Paris Basketball, David Kahn su EuroLeague, NBA e la costruzione di un club da zero

Paris Basketball, David Kahn su EuroLeague, NBA e la costruzione di un club da zero

David Kahn, presidente del Paris Basketball, ha raccontato la sua visione e il percorso del club nel podcast Fullcourt Passport con Ric Bucher e Bostjan Nachbar. Ha spiegato di essersi sempre sentito vicino all’Europa e di essere felice della scelta di vivere e lavorare qui, sottolineando come, a suo giudizio, la qualità della vita negli Stati Uniti non sia migliorata da quando se n’è andato. Kahn ha ricordato la nascita del Paris Basketball insieme a Eric Schwarz e la crescita rapidissima del progetto: un club fondato appena sette anni e mezzo fa che oggi può vantare due ex allenatori diventati head coach NBA, Tuomas Iisalo e Tiago Splitter, un caso quasi unico nel basket europeo.

Parlando delle differenze tra Eurolega e NBA, ha spiegato che negli Stati Uniti i ruoli dirigenziali sono ormai molto compartimentati, mentre costruire un club da zero gli ha permesso di tornare a un modello più simile a quello vissuto ai Pacers, dove aveva una visione completa di tutte le aree operative. Kahn ha attribuito parte del successo del club alle scelte tecniche: l’arrivo di Iisalo, autore di una stagione da 25 vittorie consecutive, e quello di Splitter, che ha dimostrato subito di poter guidare una squadra da capo allenatore. Anche lo stile di gioco del Paris Basketball riflette la sua filosofia: ritmo alto, campo aperto, continui cambi per mantenere intensità e un approccio molto diretto con i giocatori, con allenamenti brevi ma estremamente competitivi.

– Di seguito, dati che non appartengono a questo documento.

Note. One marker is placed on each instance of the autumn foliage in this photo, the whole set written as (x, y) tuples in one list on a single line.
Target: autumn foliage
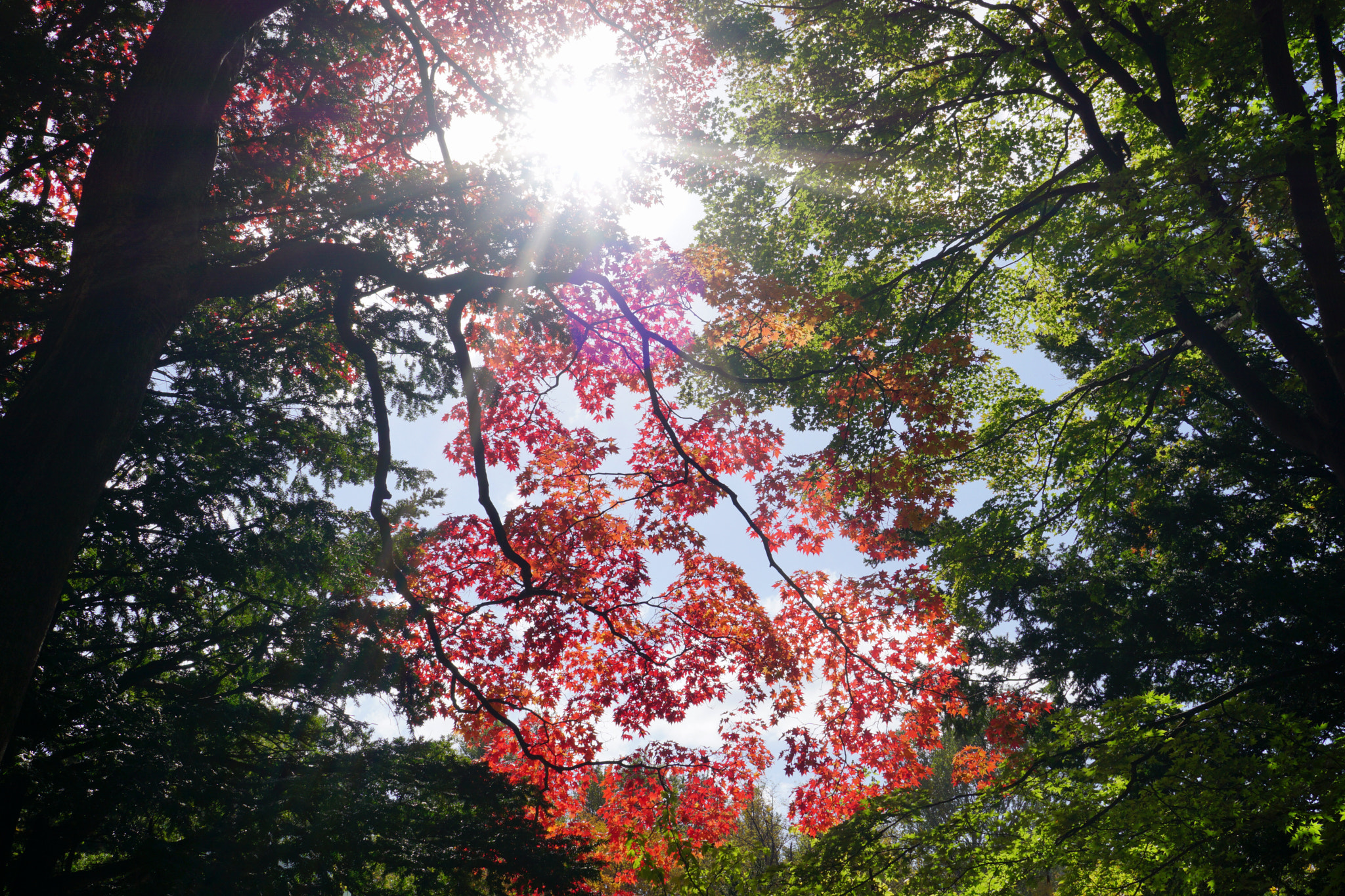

Ha raccontato anche il suo legame con il basket europeo, nato nel 1987, che considera più autentico e radicato rispetto all’NBA. A Parigi, dice, la cultura dei tifosi è un mix unico tra atmosfera NBA, identità cittadina e tradizione europea, con cori e tifo organizzato sempre più simili a quelli di Grecia e Serbia. Kahn non ha risparmiato critiche alle partite NBA giocate in Europa, spesso poco spettacolari secondo lui, e ha sottolineato che, se la lega americana vorrà avere un ruolo stabile nel continente, dovrà rispettarne le specificità culturali e non imporre modelli standardizzati. Nonostante l’attuale 18º posto in Eurolega (8‑18), Kahn resta concentrato sulla costruzione di un’identità solida e duratura: ciò che lo motiva, dice, è creare qualcosa dalle fondamenta e rafforzare il legame naturale tra club e tifosi.